Even loyalists in the PPP cannot deny that when Mr. Asif Ali Zardari married Ms. Benazir Bhutto in December 1987 ‘for richer or for poorer’, she was the richer and he the poorer.
If the declaration of assets disclosed by the Election Commission of Pakistan for the last general election is to be believed, he the grieving widower is now the richer and their son, infinitely richer.
Pakistan is a nation in which the unexplained accretion of wealth is an art-form. It can boast more artistry than the Louvre in Paris or the Hermitage in St. Petersburg.  Even after three years in government (though not always in control), the PTI’s election promises of an Augean sweep of accountability remains a slogan, an un-dispelled cloud reeking above a populace struggling to breathe cleaner air.
While the prime minister himself may be above suspicion, rumours abound about the protective penumbra that surrounds his court. They hint at dark influences, of planetary forces. He would not be the first to suffer such jeers.
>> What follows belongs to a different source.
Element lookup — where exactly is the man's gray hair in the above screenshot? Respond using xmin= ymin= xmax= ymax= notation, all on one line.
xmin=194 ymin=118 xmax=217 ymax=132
In the 1900s, the Romanovs had Rasputin whose hold over the Czarina Alexandra and her haemophiliac son Alexis was one factor that contributed to the collapse of the Russian monarchy. In the 1950s, the Dutch throne was shaken when Queen Juliana allowed the faith healer Greet Hofmans — ‘a militant pacifist with a penchant for the occult’ – to compromise her royal position.